Milang

Milang is the largest town on Lake Alexandrina (the only town!) It has a pub, bakery and a small convenience store. There are public toilets and a caravan park. It is a 4 or 5 hour sail from Goolwa.

From Goolwa follow the channel markers past Clayton and Rat Island where they slowly open up and you enter onto the lake proper. After rounding Pt Sturt a bearing of 323 degrees true will leave you with a 12 km sail to Milang. As mentioned previously, the lake is regarded as open water and you are required to carry flares and PFD1’s amongst other mandatory requirements.

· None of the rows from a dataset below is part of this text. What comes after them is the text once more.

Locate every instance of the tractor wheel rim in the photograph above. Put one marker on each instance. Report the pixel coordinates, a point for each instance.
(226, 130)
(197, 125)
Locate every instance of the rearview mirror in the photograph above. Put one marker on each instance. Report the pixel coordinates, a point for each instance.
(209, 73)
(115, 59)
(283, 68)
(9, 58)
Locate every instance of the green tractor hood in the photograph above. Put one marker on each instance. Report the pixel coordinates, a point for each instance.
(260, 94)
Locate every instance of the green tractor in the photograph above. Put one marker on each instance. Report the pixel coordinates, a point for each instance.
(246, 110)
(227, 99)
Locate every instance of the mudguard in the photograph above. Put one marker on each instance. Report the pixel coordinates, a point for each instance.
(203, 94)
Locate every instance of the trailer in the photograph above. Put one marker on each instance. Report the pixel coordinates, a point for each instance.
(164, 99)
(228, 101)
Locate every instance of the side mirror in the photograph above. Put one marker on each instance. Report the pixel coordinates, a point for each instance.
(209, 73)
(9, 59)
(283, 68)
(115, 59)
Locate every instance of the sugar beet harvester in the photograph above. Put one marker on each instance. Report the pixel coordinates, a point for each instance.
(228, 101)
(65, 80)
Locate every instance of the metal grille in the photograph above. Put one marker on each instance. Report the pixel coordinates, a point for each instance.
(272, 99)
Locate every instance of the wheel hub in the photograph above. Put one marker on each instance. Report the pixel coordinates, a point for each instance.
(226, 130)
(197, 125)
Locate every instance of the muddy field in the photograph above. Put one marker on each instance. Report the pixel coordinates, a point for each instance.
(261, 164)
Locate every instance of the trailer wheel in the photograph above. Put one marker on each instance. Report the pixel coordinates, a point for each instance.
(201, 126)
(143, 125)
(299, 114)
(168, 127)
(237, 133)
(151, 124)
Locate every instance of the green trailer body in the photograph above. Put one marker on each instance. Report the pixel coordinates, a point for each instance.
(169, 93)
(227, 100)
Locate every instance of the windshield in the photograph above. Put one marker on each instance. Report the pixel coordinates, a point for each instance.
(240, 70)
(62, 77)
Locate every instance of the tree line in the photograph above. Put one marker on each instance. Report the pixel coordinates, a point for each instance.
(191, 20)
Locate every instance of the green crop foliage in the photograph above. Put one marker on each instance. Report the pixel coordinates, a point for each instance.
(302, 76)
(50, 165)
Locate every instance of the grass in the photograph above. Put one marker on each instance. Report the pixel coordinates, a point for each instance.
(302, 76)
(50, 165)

There are two channel markers out into the lake off Pt Sturt – these mark the southern edge and the end of a 4km sandbar that extends out into the lake which the author mapped during the drought. Generally the sandbar is about 1.2m deep and rises slowly from the north to the south and then drops off to the channel depth as an underwater cliff. There are many stories of a secret channel through this sandbar and I am pleased to say they are true, except that it is a blind channel and does not exit to the north, but rises to the sandbar height and is blocked by a limestone cap. It occurs to the landward side of the first channel marker.

Again local knowledge is needed at Milang. Milang has a town jetty and to the south a large patch of reeds. However the water to the south and out into the lake from the reed bed is very shallow. This shallow water extends to the north and ‘seawards’ of the jetty but is now marked by a single red channel marker.

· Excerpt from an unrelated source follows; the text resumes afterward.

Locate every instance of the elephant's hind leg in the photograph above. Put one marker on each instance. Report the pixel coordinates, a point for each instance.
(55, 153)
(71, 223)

To the north of the marker, between the marker and the jetty and the jetty and the reed bed is enough water for any river vessel.

You can nose up into the reed bed, or anchor in the little bay between the reeds and the jetty or tie up to the jetty. The jetty, however, is not boat friendly and it would be prudent to place a stern anchor to moor just off the jetty. The end of the jetty is deep, but it quickly becomes very shallow. There used to be a large amount of underwater debris from the old jetty that extended further out into the lake, but this was all removed during the drought.

 

Boats waiting for the start to the Milang to Goolwa race January 2015.